Generalized Denoising Diffusion Codebook Models (gDDCM): Tokenizing images using a pre-trained diffusion model
This work addresses a domain-specific problem for researchers in image compression and diffusion models, but it is incremental as it builds directly on existing DDCM.
The paper tackles the limitation of Denoising Diffusion Codebook Models (DDCM) by proposing a generalized version (gDDCM) that extends image compression to mainstream diffusion models and variants, achieving improved performance on CIFAR-10 and LSUN Bedroom datasets.

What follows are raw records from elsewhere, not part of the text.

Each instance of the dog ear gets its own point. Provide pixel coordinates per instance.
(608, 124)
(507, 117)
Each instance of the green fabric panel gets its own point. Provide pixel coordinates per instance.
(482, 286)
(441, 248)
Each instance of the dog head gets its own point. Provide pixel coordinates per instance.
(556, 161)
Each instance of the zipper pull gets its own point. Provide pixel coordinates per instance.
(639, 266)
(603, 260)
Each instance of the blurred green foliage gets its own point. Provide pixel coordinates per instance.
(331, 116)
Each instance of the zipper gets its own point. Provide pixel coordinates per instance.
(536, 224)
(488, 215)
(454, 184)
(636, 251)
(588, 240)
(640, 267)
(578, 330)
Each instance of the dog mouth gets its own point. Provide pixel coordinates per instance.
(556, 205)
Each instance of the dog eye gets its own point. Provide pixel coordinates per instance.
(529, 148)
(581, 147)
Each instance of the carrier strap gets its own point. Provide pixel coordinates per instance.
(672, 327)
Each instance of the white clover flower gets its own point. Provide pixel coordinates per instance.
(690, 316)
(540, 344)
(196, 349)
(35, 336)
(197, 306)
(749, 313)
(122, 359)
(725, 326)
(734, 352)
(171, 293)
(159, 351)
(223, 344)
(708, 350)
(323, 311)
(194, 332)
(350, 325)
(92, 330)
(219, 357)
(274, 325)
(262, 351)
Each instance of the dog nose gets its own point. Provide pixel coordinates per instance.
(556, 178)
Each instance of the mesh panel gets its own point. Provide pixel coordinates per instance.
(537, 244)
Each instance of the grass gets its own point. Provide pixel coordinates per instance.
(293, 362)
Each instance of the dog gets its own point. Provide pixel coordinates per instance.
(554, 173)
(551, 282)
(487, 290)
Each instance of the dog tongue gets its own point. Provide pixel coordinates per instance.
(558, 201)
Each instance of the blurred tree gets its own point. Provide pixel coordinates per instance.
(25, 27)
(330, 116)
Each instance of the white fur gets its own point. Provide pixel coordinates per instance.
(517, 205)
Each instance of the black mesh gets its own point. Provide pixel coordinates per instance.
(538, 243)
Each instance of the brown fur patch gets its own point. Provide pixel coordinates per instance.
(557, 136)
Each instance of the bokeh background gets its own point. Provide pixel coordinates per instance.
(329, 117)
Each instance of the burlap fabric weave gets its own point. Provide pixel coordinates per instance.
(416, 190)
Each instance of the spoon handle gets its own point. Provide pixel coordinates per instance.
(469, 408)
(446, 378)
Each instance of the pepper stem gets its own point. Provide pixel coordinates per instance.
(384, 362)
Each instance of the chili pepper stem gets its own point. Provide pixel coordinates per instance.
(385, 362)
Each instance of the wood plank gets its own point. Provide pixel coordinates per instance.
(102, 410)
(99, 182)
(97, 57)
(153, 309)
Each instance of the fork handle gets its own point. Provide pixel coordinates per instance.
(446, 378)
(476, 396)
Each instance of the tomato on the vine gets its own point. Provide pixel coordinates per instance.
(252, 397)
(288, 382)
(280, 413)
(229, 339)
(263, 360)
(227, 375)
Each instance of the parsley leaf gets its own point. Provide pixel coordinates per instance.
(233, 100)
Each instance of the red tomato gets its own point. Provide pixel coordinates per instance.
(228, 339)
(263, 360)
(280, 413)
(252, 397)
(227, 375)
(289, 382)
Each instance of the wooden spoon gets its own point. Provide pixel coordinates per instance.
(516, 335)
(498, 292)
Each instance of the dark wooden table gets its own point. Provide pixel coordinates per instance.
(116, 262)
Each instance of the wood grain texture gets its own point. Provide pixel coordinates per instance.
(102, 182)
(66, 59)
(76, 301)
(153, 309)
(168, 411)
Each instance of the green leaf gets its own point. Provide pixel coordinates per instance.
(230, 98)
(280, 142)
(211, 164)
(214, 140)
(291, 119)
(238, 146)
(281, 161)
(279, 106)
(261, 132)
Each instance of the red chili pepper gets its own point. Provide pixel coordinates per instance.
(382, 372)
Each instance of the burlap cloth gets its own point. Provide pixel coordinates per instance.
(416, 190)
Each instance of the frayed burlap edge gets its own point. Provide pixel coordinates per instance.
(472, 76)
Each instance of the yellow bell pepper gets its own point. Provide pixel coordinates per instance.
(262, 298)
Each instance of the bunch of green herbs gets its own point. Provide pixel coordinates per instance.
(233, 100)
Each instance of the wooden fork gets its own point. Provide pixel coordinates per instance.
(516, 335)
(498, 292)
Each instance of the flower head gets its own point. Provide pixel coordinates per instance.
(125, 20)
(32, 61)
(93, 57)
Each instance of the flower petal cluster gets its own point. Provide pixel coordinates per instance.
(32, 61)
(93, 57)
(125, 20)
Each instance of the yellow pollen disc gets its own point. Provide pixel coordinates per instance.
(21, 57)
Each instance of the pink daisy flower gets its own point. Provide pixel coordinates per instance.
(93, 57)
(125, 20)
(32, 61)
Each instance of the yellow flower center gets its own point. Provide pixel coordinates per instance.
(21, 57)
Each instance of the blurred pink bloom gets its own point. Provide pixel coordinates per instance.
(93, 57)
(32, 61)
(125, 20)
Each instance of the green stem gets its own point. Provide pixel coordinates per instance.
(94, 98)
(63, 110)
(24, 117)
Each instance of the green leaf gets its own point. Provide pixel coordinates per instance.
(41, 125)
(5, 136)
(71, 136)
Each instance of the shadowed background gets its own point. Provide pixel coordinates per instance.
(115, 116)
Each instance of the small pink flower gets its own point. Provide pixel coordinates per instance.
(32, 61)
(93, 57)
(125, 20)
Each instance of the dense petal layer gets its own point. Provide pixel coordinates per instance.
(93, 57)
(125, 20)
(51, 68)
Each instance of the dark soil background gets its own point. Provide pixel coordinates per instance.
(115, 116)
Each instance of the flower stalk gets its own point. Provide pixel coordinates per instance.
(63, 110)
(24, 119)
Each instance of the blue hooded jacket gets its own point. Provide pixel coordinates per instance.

Recently, the Denoising Diffusion Codebook Models (DDCM) was proposed. DDCM leverages the Denoising Diffusion Probabilistic Model (DDPM) and replaces the random noise in the backward process with noise sampled from specific sets according to a predefined rule, thereby enabling image compression. However, DDCM cannot be applied to methods other than DDPM. In this paper, we propose the generalized Denoising Diffusion Compression Model (gDDCM), which extends DDCM to mainstream diffusion models and their variants, including DDPM, Score-Based Models, Consistency Models, and Rectified Flow. We evaluate our method on CIFAR-10 and LSUN Bedroom datasets. Experimental results demonstrate that our approach successfully generalizes DDCM to the aforementioned models and achieves improved performance.